Earlier this year, the Telegraph reported that the NFL is hoping that Premier League side Tottenham Hotspur, who are in the process of building a new 61,000-seat stadium, will be willing to share their ground with the proposed NFL team. Now, this is all well and good, but we have heard this story from the NFL before. It always seems that we are “five years away” from an NFL franchise leaving the U.S. and moving across the pond to London, yet no real progress ever seems to be made. Why do these plans always remain just that, and never materialise into anything more concrete?

Simply because the move isn’t happening.

The NFL realizes just how risky a move outside of its core market would be, and with all the difficulties starting a team on a separate continent would entail, the NFL is simply not in a position to take that risk, no matter how much Londoners want an NFL team to call their own.

Let’s consider the outlook of a London NFL team from an economic standpoint. It seems to me that there are a lot more questions than answers. Would players, coaches, and staff be paid in British pounds or American dollars, and what would happen if either currency were to drastically rise or fall in its valuation? This may seem a petty concern, but the UK will be voting in a referendum on EU membership in the next few years. If the UK does decide to leave the EU, it could have drastic effects on the pound as well as the British economy as a whole.

On the opposite side of the spectrum, what would happen if a staunchly pro-European government was elected in the UK and then decided to join the Eurozone, dropping the British pound as the national currency in favor of the Euro? How would this alter players’ contracts, and, perhaps even more important to the team’s performance on the field, how would all of this economic uncertainty impact a star player’s willingness to sign for London’s team?
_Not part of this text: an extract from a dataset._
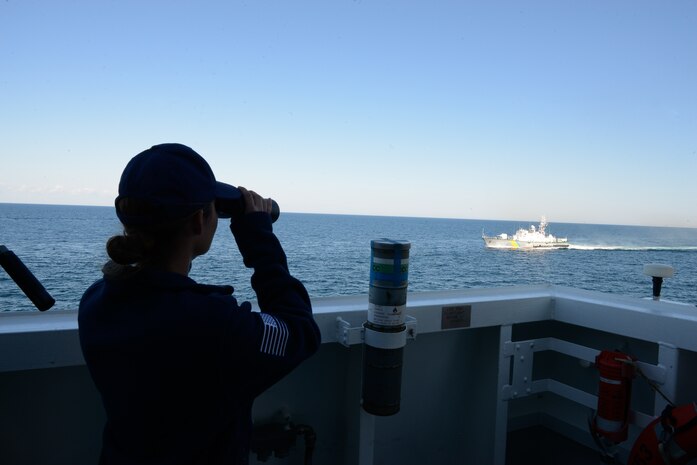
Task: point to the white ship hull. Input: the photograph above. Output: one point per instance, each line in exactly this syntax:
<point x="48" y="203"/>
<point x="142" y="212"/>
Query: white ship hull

Now we can look at a London franchise from a practicality perspective. How many Americans (practically all NFL players are from the United States) want to leave their country and live for months on end away from the places they call home? On the other hand, should many of the London-based players decide to move to the UK permanently, what would their legal status be? Will they be forced to pay taxes in the UK, which has significantly higher rates of taxation than the US? Will they be granted permanent resident status or even a passport? These are all important questions that must be answered before any team could make the move to London permanently.

Finally, let’s think about what a London-based franchise would mean for owners, fans, and the NFL itself. First off, I would be surprised if there were more than a handful of current NFL team owners who would even consider moving their franchise to London. Think about all the risks involved. Stadiums, staff, contracts, training facilities, office buildings – these are just some of things that would need to be in place a few years before the team itself moved in. All of this infrastructure would have to be built and paid for before the owner of the team knew whether or not the team would be a financial success. Starting a team in London would be vastly different than simply starting another team in the US. That has been tried many times with only a few failures. But starting an international team in a country with no tradition of playing American football is a massively risky proposition for any owner to take on.

A team in London would also create huge problems for fans as well. Even if the London team does develop a strong and loyal fan base, a big “if” considering that American football is only sporadically played throughout the UK, these fans would have to travel incredible distances to see their team play away games. Every time the team played its opponent away, fans would have to travel thousands of miles and pay thousands of pounds in international flight fees just to see a one-hour football game. This arrangement would be unfair to London team supporters as well as the team itself, who would undoubtedly be at a strategic disadvantage every time they played a road game. The logistics required to make all of this happen on a weekly basis would be monumental and simply involve too much risk for the NFL to consider a London franchise a reasonable proposition.

A London NFL franchise really would be something. It would help the NFL expand its global reach and help the sport of American football grow internationally. However, in my view, the risks are simply too great for the NFL to go through with starting a team in London at this time. Maybe some day we will all be able to buy tickets to see London’s very own NFL team play, but that day looks to be far on the horizon.